The rally is being organized by Rep. David Bates, R-Windham, who has taken the lead in the fight to reverse the law.
'This is a way to demonstrate support for traditional marriage,' Bates said on Monday. 'Supporters of the law say a majority support the law. I firmly don't believe that's true.'
The rally is also being backed by Cornerstone-Action, one of the main groups seeking to overturn the same-sex marriage law.
In an effort to counter Bates' message, Stand Up for New Hampshire Families, the organization recently formed to fight the repeal effort, plans to have its own speakers at the State House.
'Our opponents can pour their money into mailers, phone calls, buses and vans to try and gin up a crowd, but the simple fact is - the numbers don't lie,' said spokesman Tyler Deaton in a statement, pointing to a recent poll that found an overwhelming majority of Democrats and solid majority of independent voters in New Hampshire believe strongly the law should remain in effect.
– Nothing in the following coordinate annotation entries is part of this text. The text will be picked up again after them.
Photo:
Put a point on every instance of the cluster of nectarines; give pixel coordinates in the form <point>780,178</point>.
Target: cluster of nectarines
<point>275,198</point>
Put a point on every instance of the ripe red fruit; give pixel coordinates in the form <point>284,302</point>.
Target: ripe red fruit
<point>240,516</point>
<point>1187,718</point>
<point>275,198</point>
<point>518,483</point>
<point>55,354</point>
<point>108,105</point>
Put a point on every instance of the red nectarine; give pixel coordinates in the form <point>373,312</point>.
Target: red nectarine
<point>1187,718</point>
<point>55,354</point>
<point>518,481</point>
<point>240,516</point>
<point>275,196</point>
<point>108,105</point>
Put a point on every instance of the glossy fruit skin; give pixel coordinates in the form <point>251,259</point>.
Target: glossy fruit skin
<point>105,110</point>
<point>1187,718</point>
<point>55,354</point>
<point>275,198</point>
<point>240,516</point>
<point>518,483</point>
The poll found Republican voters evenly split on the issue, with 47 percent supporting repeal of the law and 47 percent supporting leaving it in place.
There was some confusion on Monday over which group was countering the other. Bates said that he had organized the rally to respond to one he thought was going to be held by Stand Up for New Hampshire Families, which in turn insisted it had no plans to hold an event.
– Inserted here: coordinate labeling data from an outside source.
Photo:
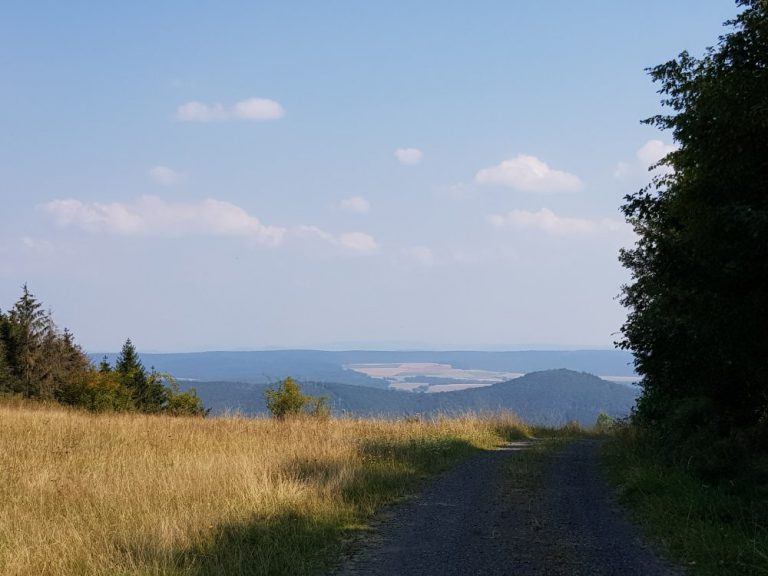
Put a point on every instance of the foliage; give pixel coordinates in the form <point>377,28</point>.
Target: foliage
<point>97,391</point>
<point>39,361</point>
<point>604,422</point>
<point>288,400</point>
<point>124,493</point>
<point>698,303</point>
<point>180,403</point>
<point>36,359</point>
<point>712,529</point>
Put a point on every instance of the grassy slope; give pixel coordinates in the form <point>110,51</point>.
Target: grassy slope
<point>134,494</point>
<point>714,531</point>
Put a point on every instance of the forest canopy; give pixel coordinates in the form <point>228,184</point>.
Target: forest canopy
<point>39,361</point>
<point>698,302</point>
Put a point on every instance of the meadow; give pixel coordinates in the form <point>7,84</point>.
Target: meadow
<point>84,493</point>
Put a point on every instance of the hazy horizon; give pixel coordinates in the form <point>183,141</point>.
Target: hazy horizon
<point>299,175</point>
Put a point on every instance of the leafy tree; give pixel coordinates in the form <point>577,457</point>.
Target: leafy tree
<point>104,366</point>
<point>698,302</point>
<point>604,421</point>
<point>288,400</point>
<point>96,390</point>
<point>149,392</point>
<point>182,403</point>
<point>36,357</point>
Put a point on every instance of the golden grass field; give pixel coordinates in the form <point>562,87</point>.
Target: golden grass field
<point>114,494</point>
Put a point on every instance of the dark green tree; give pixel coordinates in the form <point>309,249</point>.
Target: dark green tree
<point>698,301</point>
<point>288,400</point>
<point>104,366</point>
<point>149,392</point>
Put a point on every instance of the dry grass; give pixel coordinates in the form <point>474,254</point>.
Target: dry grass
<point>133,494</point>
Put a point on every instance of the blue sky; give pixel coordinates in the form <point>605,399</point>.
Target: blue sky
<point>242,175</point>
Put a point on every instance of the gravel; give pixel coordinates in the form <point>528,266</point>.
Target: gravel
<point>474,520</point>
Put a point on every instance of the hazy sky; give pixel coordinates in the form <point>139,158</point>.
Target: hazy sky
<point>241,175</point>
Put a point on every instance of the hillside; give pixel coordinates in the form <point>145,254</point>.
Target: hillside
<point>323,366</point>
<point>550,397</point>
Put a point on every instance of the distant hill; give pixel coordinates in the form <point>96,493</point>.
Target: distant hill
<point>322,366</point>
<point>550,397</point>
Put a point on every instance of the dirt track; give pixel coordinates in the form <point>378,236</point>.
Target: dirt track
<point>474,520</point>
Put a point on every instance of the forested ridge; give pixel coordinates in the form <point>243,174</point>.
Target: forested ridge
<point>40,361</point>
<point>698,302</point>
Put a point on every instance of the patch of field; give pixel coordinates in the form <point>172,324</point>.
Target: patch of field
<point>398,372</point>
<point>136,494</point>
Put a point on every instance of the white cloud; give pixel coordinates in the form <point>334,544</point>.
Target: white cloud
<point>151,216</point>
<point>647,155</point>
<point>250,109</point>
<point>527,173</point>
<point>359,242</point>
<point>356,204</point>
<point>258,109</point>
<point>548,222</point>
<point>621,171</point>
<point>421,254</point>
<point>165,176</point>
<point>409,156</point>
<point>653,151</point>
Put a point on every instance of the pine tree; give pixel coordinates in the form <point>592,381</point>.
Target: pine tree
<point>149,393</point>
<point>29,326</point>
<point>104,366</point>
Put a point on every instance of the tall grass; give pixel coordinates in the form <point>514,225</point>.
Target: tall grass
<point>714,530</point>
<point>135,494</point>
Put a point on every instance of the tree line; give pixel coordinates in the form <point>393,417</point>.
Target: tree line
<point>698,301</point>
<point>39,361</point>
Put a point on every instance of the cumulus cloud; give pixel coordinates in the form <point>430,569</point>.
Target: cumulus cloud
<point>250,109</point>
<point>358,242</point>
<point>622,170</point>
<point>151,216</point>
<point>653,151</point>
<point>527,173</point>
<point>421,254</point>
<point>546,221</point>
<point>647,155</point>
<point>356,204</point>
<point>409,156</point>
<point>165,176</point>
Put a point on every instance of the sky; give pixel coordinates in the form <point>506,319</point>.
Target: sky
<point>342,174</point>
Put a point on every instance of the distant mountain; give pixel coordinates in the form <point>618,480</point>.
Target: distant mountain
<point>551,397</point>
<point>316,365</point>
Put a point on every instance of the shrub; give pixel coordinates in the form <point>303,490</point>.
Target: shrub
<point>288,400</point>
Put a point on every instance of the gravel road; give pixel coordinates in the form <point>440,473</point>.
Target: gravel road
<point>473,520</point>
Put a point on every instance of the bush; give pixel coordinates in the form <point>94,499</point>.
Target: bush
<point>96,391</point>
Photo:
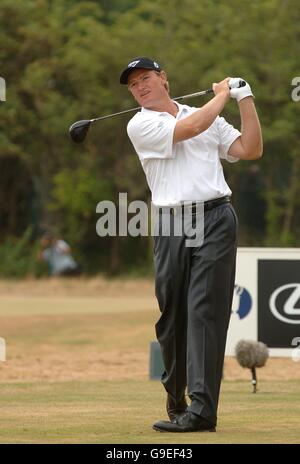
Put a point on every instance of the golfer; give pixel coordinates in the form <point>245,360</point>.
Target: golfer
<point>180,148</point>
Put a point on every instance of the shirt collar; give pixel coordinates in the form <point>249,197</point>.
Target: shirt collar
<point>181,109</point>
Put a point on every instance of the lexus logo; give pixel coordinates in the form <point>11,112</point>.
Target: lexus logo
<point>284,307</point>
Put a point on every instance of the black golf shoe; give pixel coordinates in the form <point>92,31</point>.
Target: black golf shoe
<point>188,422</point>
<point>175,409</point>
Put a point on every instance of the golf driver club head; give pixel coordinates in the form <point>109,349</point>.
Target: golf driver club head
<point>79,129</point>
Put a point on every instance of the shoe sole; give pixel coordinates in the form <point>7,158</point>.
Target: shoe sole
<point>157,429</point>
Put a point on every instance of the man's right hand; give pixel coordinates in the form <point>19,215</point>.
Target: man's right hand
<point>222,88</point>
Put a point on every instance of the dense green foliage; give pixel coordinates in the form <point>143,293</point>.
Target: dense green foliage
<point>61,60</point>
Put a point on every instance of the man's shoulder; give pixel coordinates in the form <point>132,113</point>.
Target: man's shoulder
<point>140,119</point>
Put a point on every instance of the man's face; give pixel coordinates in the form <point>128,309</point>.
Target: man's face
<point>147,87</point>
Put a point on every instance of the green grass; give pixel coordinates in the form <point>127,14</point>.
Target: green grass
<point>120,412</point>
<point>77,372</point>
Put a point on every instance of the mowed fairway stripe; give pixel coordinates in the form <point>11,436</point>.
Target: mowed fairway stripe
<point>16,305</point>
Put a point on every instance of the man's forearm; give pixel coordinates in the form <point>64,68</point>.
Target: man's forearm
<point>200,120</point>
<point>251,137</point>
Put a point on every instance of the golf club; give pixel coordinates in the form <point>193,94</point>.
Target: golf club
<point>79,129</point>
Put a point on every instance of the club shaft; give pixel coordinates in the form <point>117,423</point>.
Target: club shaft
<point>183,97</point>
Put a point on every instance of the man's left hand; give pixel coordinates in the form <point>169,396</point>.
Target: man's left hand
<point>240,92</point>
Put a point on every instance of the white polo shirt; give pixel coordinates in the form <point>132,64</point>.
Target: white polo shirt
<point>185,171</point>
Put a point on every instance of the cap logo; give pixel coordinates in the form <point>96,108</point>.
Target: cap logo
<point>133,64</point>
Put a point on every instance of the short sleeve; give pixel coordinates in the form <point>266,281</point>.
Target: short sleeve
<point>227,135</point>
<point>152,137</point>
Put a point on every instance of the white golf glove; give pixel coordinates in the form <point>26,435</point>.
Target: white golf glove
<point>239,92</point>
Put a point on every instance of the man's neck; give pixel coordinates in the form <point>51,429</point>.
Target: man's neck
<point>167,106</point>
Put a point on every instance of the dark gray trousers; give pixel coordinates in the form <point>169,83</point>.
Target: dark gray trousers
<point>194,288</point>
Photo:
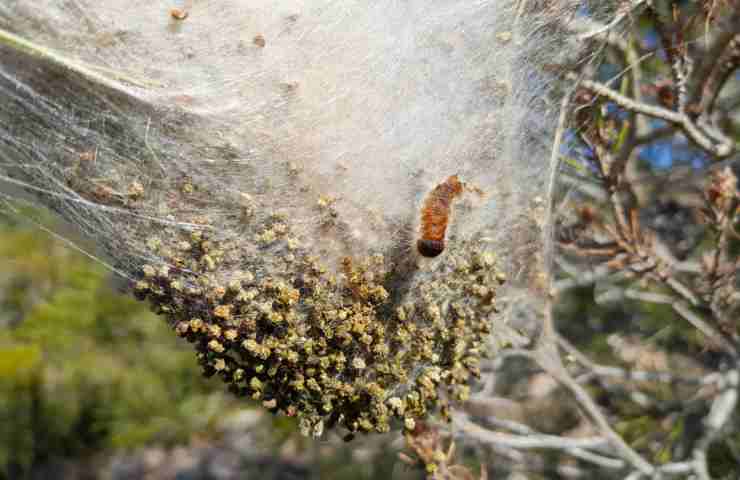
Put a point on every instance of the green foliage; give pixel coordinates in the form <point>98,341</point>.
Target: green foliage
<point>82,367</point>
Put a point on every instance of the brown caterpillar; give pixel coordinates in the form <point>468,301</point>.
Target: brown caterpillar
<point>435,214</point>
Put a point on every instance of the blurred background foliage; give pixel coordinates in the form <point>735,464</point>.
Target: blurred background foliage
<point>83,367</point>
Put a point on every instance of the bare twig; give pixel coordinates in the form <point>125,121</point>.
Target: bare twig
<point>682,120</point>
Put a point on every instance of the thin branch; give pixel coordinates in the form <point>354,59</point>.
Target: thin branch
<point>554,367</point>
<point>692,131</point>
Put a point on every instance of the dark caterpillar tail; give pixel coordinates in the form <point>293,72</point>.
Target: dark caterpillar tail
<point>430,248</point>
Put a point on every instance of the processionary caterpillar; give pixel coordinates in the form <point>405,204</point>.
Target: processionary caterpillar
<point>435,214</point>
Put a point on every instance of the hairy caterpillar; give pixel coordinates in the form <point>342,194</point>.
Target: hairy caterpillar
<point>435,215</point>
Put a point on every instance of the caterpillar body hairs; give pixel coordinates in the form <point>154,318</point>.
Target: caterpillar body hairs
<point>435,215</point>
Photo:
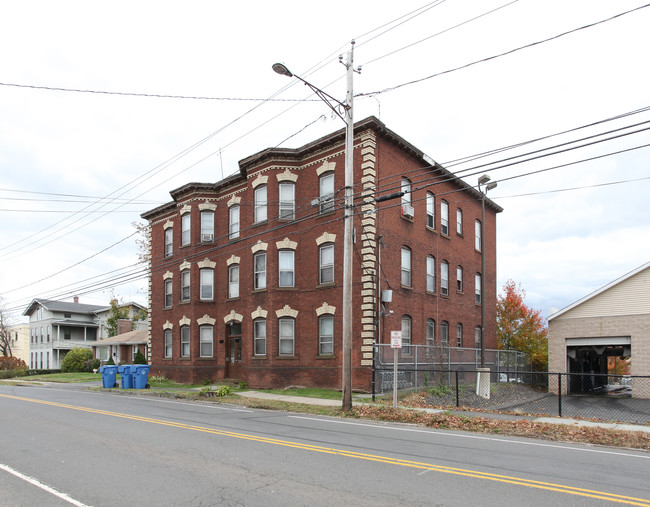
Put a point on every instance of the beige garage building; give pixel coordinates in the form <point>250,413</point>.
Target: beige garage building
<point>613,321</point>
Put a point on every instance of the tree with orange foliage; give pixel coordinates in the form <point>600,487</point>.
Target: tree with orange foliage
<point>521,328</point>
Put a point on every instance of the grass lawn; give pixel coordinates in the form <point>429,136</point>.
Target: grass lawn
<point>328,394</point>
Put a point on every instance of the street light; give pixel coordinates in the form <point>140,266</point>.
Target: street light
<point>483,180</point>
<point>343,111</point>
The dueling rallies come as both sides in the debate maneuver ahead of a vote on the repeal bill, HB 437. No vote is scheduled for this week, but Cornerstone said in an email about the rally that one could come as soon as Feb. 15. Bates said he is crafting an amendment designed to win the widest margin of support.
The repeal is expected to pass the House and the Senate as well, but winning enough votes to override a promised veto from Gov. John Lynch will be a challenge for the bill's backers.
Both sides have declared that they will wage extensive campaigns for public and legislative support, and both are getting funding and assistance from donors and groups nationwide.